WICHITA FALLS (KFDX/KJTL) — We continue to honor and recognize the remarkable women that make our Texoma community one-of-a-kind.

In the second installment, Carney Porter shines a light on Mary Ferguson, who has spent many years shining her bright light on countless programs, in the arts and culture community.

Who is Mary Ferguson?

“I think if you asked my friends or my family, they would say number one I’m a Yankee, don’t hold that against me. Not from this area,” Remarkable Women nominee Mary Ferguson said.

She may have grown up in the north, but Mary Ferguson has found her southern roots, especially in the Wichita Falls community, where she has dedicated herself to a variety of organizations. Something longtime friend Mary Cluley says she’s truly in awe of.

“She joined the junior league, she ended up being president of that, she joined the women’s forum, she was president of that, the carousel club, president of that,” a longtime friend of Mary Ferguson, Mary Cluley said.

While maintaining her philanthropic endeavors, Mary raised two daughters with her husband, john. Once they grew up and moved out of the house, the couple went through the empty nester’s phase, but that didn’t last for too long.

“We started opening our home to the junior hockey players and they’re just so fun, I mean to have young people in your house when you’re in your 50s and now 60s, they keep you young, they’re fun, the house is full of energy, we just loved it,” Ferguson said.

“They just moved into her house. Can you imagine three to four teenagers in your house for the school year? She was their mom while they were here, most of them were from up north, and that is incredible in itself,” Cluley said.

Mary and John have now taken their enthusiasm to help young people to Sheppard Air Force Base, helping to acclimate those who come from a different country and culture while also getting to keep that same youthful energy alive that she had grown to love. 

“Now we’re very involved with the Italian community at Sheppard Air Force base and have the students to our home, and kind of introduce them to Texas culture,” Ferguson said.

“They are the go-to people for the pilots that come in. They try to make them feel welcome, make their families feel welcome, they’re involved in all the events out there that the Italian pilots are involved in,” Cluley said.

While she continued to make a lasting impact to those in the Sheppard and sports community, she maintained her positions on the various boards she served, many of which focused on arts and culture. One always held a special place in her heart.

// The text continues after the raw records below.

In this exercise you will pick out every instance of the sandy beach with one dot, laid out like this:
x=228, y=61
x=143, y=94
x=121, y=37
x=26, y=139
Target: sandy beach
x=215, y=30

“We’ve always been really, really involved with the ballet theatre, and I think that probably is the work I’m most proud of,” Ferguson said.

In 2013, Mary served as the vice president of the Wichita Falls ballet theatre. A time when the ballet went through an immense amount of unforeseen struggles.

“When the former artistic director was retiring, unexpectedly, the ballet was going to go away and there were several of us that said this community needs the ballet theatre,” Ferguson said.

In the height of this crisis, Mary hired artistic directors Mishic and Valentine Liberatore and while settling into their new roles, they discovered the complexities of rebuilding a foundation from scratch,

“There was no money in the bank account, they had no studios, no money in the bank account, they just had a board and a bunch of really, really sad dancers that didn’t want to see the ballet leave,” Wichita Falls Ballet Theatre Executive Director Liberatore said.

Liberatore says thanks to Mary’s passion for the ballet, they were able to find solid ground during this pivotal time,

“She was vice president and then president for two years and those two years were really instrumental. She helped us get organized and get policies and procedures and things that the ballet theatre really hadn’t had in place for many years prior, we now have in place because she put the right people at the right time in the right positions to help us to create what we are now ten years later,” Liberator said.

And it’s because of that determination that the Wichita Falls ballet theatre is now celebrating a milestone, 60 years in the making.

“I think you’ve got to have some grace when you do this work, hopefully, I have shown that, to some degree. And making a difference in the community,” Ferguson said.

While she may be enjoying retirement or what she calls her puttering phase of life, Mary says she will never stop being an advocate for the arts and culture community.